L’année 2024 a été marquée par une crise politique sans précédent dans le pays, exacerbée par la montée en puissance des gangs armés et l'instabilité gouvernementale. Cette année, Haïti a vécu l'une de ses pires crises politiques avec des tensions internes, des démissions, des tensions sociales, des tentatives de rétablir l’ordre, mais aussi des échecs notables dans la gestion de la situation par les autorités nationales et internationales.
Démission d'Ariel Henry et transition politique
En février 2024, sous le signe de l'incertitude, le Premier ministre, Dr Ariel Henry, suite à une pression croissante des gangs et de la population, en particulier dans un contexte d’escalade de la violence, a remis sa démission. En ce qui concerne, après plus de deux années de gestion chaotique, il a quitté le pouvoir à Porto Rico, en menant la barque d'une gouvernance ponctuée par la fragilité de l'État. Alors qu'il était parti solliciter une mission de sécurité internationale au Kenya en février, sa démission ne parvenait pas à apaiser la situation, qui se dégrade chaque jour davantage à Port-au-Prince, où la violence des gangs atteint des niveaux alarmants.
En effet, la crise politique a pris une ampleur sans précédent en 2024. De même, les gangs ont intensifié leurs attaques contre les institutions de l'État, y compris le palais national, les commissariats et les prisons. À la fin de février 2024, plus de 360 000 Haïtiens ont été déplacés, fuyant les violences et les affrontements entre forces de l’ordre et groupes criminels, suivant certains rapports. Des agressions sexuelles, des tortures et des kidnappings ont rythmé ce climat de terreur. « L’effondrement des services publics et l’évasion de milliers de prisonniers ont aggravé la situation, forçant l’Union européenne et les États-Unis à évacuer leur personnel diplomatique en mars. » Pendant ce temps, l’intérim est assuré par l'ancien ministre de l’Économie et des Finances, Michel Patrick Boisvert avec les mêmes tensions internes.

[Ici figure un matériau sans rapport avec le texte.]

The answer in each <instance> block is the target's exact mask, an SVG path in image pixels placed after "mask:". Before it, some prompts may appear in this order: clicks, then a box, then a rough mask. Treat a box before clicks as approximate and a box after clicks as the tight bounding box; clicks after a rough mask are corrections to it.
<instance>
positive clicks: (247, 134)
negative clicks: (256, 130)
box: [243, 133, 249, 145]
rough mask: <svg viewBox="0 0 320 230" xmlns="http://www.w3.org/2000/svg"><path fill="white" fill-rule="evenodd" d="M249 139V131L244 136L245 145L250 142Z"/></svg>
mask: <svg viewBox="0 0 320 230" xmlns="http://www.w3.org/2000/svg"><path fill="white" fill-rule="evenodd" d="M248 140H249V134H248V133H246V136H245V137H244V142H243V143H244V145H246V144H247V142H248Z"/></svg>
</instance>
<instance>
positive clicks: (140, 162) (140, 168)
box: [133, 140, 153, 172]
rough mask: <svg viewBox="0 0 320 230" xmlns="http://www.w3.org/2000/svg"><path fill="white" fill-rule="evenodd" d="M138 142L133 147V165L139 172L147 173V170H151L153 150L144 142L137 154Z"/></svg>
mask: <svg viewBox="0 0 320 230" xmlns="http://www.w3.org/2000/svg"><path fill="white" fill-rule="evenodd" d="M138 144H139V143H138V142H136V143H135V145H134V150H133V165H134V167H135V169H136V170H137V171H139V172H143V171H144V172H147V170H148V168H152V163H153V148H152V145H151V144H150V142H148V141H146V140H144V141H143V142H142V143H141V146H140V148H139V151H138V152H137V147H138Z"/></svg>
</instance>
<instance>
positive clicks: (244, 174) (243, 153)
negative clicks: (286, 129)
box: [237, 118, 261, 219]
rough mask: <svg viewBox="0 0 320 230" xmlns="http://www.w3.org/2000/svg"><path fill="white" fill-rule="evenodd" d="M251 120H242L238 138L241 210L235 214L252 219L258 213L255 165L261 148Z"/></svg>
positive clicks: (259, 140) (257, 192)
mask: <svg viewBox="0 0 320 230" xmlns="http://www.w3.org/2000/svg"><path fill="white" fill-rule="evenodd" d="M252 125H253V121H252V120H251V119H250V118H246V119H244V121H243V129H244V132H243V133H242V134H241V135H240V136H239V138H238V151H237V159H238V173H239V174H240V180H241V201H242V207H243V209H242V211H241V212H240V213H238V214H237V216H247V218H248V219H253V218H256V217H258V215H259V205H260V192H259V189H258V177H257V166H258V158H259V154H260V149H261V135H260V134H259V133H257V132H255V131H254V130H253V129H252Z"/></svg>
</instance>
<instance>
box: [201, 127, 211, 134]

Face à ce vide politique, un nouveau gouvernement de transition a été mis en place sous l'égide de la Communauté internationale notamment de la CARICOM. Le Conseil présidentiel de transition (CPT), formé le 12 avril 2024 et installé le 25 avril, a pris les rênes du pays après la démission d'Ariel Henry. Composé de sept membres et de deux observateurs, ce gouvernement intérimaire a pour mission de rétablir l'ordre, organiser une conférence nationale, et préparer une réforme constitutionnelle menant vers les élections honnêtes et démocratiques. Mais cette transition s’est vite heurtée à des obstacles internes, notamment au sein même du CPT. Toujours en ce qui a trait au CPT, Edgard Leblanc Fils a assumé la présidence du Conseil présidentiel de transition du 30 avril au 6 octobre 2024, avant d'être remplacé par Leslie Voltaire à partir du 7 octobre 2024, dans le cadre d'une présidence tournante visant à favoriser le consensus au sein du gouvernement de transition, mais les décisions continuent d'être entravées par des tensions persistantes.
Aussi, à partir de juin 2024, le gouvernement a vu la nomination de Garry Conille au poste de Premier ministre, un mandat marqué par des conflits internes.
Entre-temps, en juillet 2024 un scandale de corruption secoue le Conseil présidentiel de transition, impliquant trois de ses membres : Louis Gérald Gilles, Smith Augustin et Emmanuel Vertilaire. Selon les révélations du président du Conseil d'administration de la Banque nationale de crédit (BNC), Raoul Pascal Pierre-Louis, ces conseillers lui auraient réclamé un paiement de 100 millions de gourdes pour garantir son maintien à son poste. Cette information a été dévoilée dans une lettre datée du 24 juillet 2024, adressée au Premier ministre d'alors Garry Conille.
En novembre 2024, après plusieurs semaines de bras de fer avec le CPT, Garry Conille a été limogé et remplacé par Alix Didier Fils-Aimé, dans une décision qui a provoqué des contestations notamment de la part de M. Conille. Pour sa part, Alix Didier Fils-Aimé a pris ses fonctions comme Premier ministre toujours dans un contexte d’instabilité, son gouvernement devant faire face aux mêmes défis, la violence des gangs et la gestion de la transition politique.
En somme, l’année 2024 restera gravée dans les mémoires comme une période où la crise politique a atteint son paroxysme en Haïti. Alors que le pays se trouve à un tournant historique, la classe politique haïtienne devra faire face à un défi de taille en 2025, rétablir l’ordre et la sécurité tout en redonnant confiance aux citoyens et en construisant un avenir politique durable.